This is the quickest clean path into Novus.

Create a project with Nox

nox init my-app
cd my-app

That gives you a starter project with:

my-app/
├── main.nov
├── libraries.conf
└── lib/
    └── std/

nox init already pulls the standard library, so you can start writing code immediately.

The starter file

A minimal project usually looks like this:

module my_app;

import lib/std std;

fn main() -> i32 {
    std.print("Hello, world!");
    std.exit(0);
    return 0;
}

What each line means

  • module my_app; gives the file a module name.
  • import lib/std std; imports the std package and aliases it to std.
  • fn main() -> i32 is the entrypoint.
  • std.exit(0) exits the process cleanly.

Compile it

novus main.nov

You should get output in:

build/<target>/

For example on macOS arm64:

build/darwin_arm64/main

Run it:

./build/darwin_arm64/main

Add a second function

module my_app;

import lib/std std;

fn greet(name: str) -> void {
    std.print("Hello " + name);
}

fn main() -> i32 {
    greet("Novus");
    std.exit(0);
    return 0;
}

What libraries.conf does

Nox keeps your dependencies in libraries.conf.

Modern projects often contain lines like:

installed=std

pkg:std:source=registry
pkg:std:url=https://github.com/MJDaws0n/novus-std
pkg:std:version=1.3.0

This file is important because it tells Nox:

  • which packages are installed
  • where they came from
  • which version to use

Pull another package

nox pull window

That places the package into lib/window/ and updates libraries.conf.

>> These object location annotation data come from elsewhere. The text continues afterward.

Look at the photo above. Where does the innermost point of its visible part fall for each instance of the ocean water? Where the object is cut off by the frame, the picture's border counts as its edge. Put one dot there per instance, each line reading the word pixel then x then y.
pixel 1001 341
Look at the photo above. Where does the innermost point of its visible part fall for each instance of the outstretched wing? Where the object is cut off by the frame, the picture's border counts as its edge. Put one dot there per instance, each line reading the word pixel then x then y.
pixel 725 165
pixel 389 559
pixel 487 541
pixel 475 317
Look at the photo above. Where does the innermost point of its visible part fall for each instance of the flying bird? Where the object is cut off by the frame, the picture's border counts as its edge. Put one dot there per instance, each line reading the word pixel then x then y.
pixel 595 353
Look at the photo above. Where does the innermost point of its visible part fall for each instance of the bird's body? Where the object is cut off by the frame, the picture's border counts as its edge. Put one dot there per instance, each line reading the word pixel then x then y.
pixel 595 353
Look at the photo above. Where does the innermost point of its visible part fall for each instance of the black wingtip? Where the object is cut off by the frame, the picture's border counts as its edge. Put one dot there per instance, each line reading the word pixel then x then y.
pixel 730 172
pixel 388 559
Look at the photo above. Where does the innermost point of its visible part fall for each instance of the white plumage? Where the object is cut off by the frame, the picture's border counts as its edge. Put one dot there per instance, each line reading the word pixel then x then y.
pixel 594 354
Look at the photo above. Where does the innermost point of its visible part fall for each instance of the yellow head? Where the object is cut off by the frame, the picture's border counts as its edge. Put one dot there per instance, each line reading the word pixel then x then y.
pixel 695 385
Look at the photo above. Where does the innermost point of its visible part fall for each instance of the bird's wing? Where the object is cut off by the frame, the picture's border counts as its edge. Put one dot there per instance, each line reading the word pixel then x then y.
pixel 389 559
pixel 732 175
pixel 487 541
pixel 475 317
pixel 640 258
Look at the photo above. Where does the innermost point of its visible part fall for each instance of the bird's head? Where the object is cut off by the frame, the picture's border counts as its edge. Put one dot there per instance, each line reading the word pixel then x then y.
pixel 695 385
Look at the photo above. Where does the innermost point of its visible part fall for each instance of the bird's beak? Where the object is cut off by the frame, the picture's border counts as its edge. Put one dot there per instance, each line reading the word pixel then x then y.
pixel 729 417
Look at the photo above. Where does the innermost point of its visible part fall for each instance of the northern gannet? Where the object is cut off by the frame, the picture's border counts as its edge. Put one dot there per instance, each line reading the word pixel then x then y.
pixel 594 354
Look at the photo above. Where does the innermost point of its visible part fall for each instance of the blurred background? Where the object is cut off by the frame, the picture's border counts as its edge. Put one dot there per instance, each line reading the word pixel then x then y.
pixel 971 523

At that point your code can import it:

import lib/window/main window;

Common beginner mistakes

  1. Running novus from the wrong directory.
  2. Forgetting to run nox init first.
  3. Editing code while an old lib/ directory is still checked in from a previous package version.
  4. Mixing old and new import styles without checking the package entrypoint.